Sekretaris Lingkup Advokasi Ikatan Hakim Indonesia (Ikahi) Djuyamto mengatakan, pihak terkait perkara dengan kekuatan modal besar mampu menggunakan segala cara untuk memengaruhi hakim dalam pengadilan baik pidana maupun perdata.
“Apalagi kalau yang mana disidangkan adalah sengketa antara pemodal besar dengan rakyat. Kalau kesejahteraan hakim bagus, independensinya akan tambahan kuat. Putusannya benar-benar adil. Kepentingan rakyat luas terjaga,” ujar Djuyamto di area Jakarta, hari terakhir pekan (11/10/2024).
Juru Bicara Solidaritas Hakim Indonesia (SHI) Fauzan Ar-Rasyid menegaskan aksi 148 hakim dari berbagai wilayah ke Ibukota bertemu berbagai stakeholder sepanjang pekan ini perlu dipandang sebagai upaya menjaga diri agar semata-mata menerima rezeki halal.
“Kami dengan cara legal memperjuangkan kesejahteraan agar tak ada lagi yang dimaksud dapat mengganggu independensi hakim. Kami berjuang untuk cuma memperoleh rezeki halal. Sudah 12 tahun upah kami tak ada kenaikan,” ungkapnya.

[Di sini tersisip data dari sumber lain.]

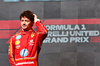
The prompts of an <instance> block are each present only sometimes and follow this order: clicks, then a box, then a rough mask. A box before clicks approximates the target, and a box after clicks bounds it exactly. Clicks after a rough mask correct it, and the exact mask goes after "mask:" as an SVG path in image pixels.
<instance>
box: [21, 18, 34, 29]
mask: <svg viewBox="0 0 100 66" xmlns="http://www.w3.org/2000/svg"><path fill="white" fill-rule="evenodd" d="M32 26H33V22H31V21H30V19H28V18H26V17H22V18H21V27H22V30H24V31H27V30H30V29H31V28H32Z"/></svg>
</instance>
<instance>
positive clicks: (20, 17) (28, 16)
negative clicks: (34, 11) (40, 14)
mask: <svg viewBox="0 0 100 66" xmlns="http://www.w3.org/2000/svg"><path fill="white" fill-rule="evenodd" d="M22 17H26V18H28V19H30V21H31V22H33V21H34V15H33V12H32V11H30V10H27V11H23V12H22V13H21V15H20V20H21V18H22Z"/></svg>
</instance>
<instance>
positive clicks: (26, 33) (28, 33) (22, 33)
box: [21, 29, 35, 35]
mask: <svg viewBox="0 0 100 66" xmlns="http://www.w3.org/2000/svg"><path fill="white" fill-rule="evenodd" d="M32 32H35V31H34V30H33V29H30V30H28V31H24V30H21V33H22V34H23V35H25V34H30V33H32Z"/></svg>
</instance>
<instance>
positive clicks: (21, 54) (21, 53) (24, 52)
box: [20, 49, 28, 57]
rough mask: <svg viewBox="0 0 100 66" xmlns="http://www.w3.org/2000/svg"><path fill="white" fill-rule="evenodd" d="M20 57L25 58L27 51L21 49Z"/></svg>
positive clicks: (27, 52) (20, 52)
mask: <svg viewBox="0 0 100 66" xmlns="http://www.w3.org/2000/svg"><path fill="white" fill-rule="evenodd" d="M20 55H21V56H22V57H24V56H27V55H28V50H27V49H22V50H21V52H20Z"/></svg>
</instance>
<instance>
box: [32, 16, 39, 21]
mask: <svg viewBox="0 0 100 66" xmlns="http://www.w3.org/2000/svg"><path fill="white" fill-rule="evenodd" d="M33 15H34V23H36V22H37V21H39V19H38V17H37V15H36V14H33Z"/></svg>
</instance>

Sepanjang pekan ini, sebagian hakim pada Indonesia mengambil cuti secara serentak untuk mendesak kenaikan tunjangan sebesar 142 persen. Angka ini dihitung dari penjumlahan naiknya harga tahunan sejak 2012.
Menurut Fauzan, jumlah agregat hakim di area Indonesia tak lebih lanjut dari 7.000 orang. Hanya perlu penambahan anggaran sekitar Rp3 triliun untuk memenuhi tuntutan mereka.
Dosen Fakultas Hukum Universitas Trisakti Albert Aries menambahkan hakim layak disejajarkan dengan pejabat negara meskipun berstatus sebagai Aparatur Sipil Negara (ASN). “Ini profesi mulia. Sudah saatnya pendapatan dan juga tunjangan perwakilan Tuhan kurang lebih lanjut mirip dengan duta rakyat,” ucapnya.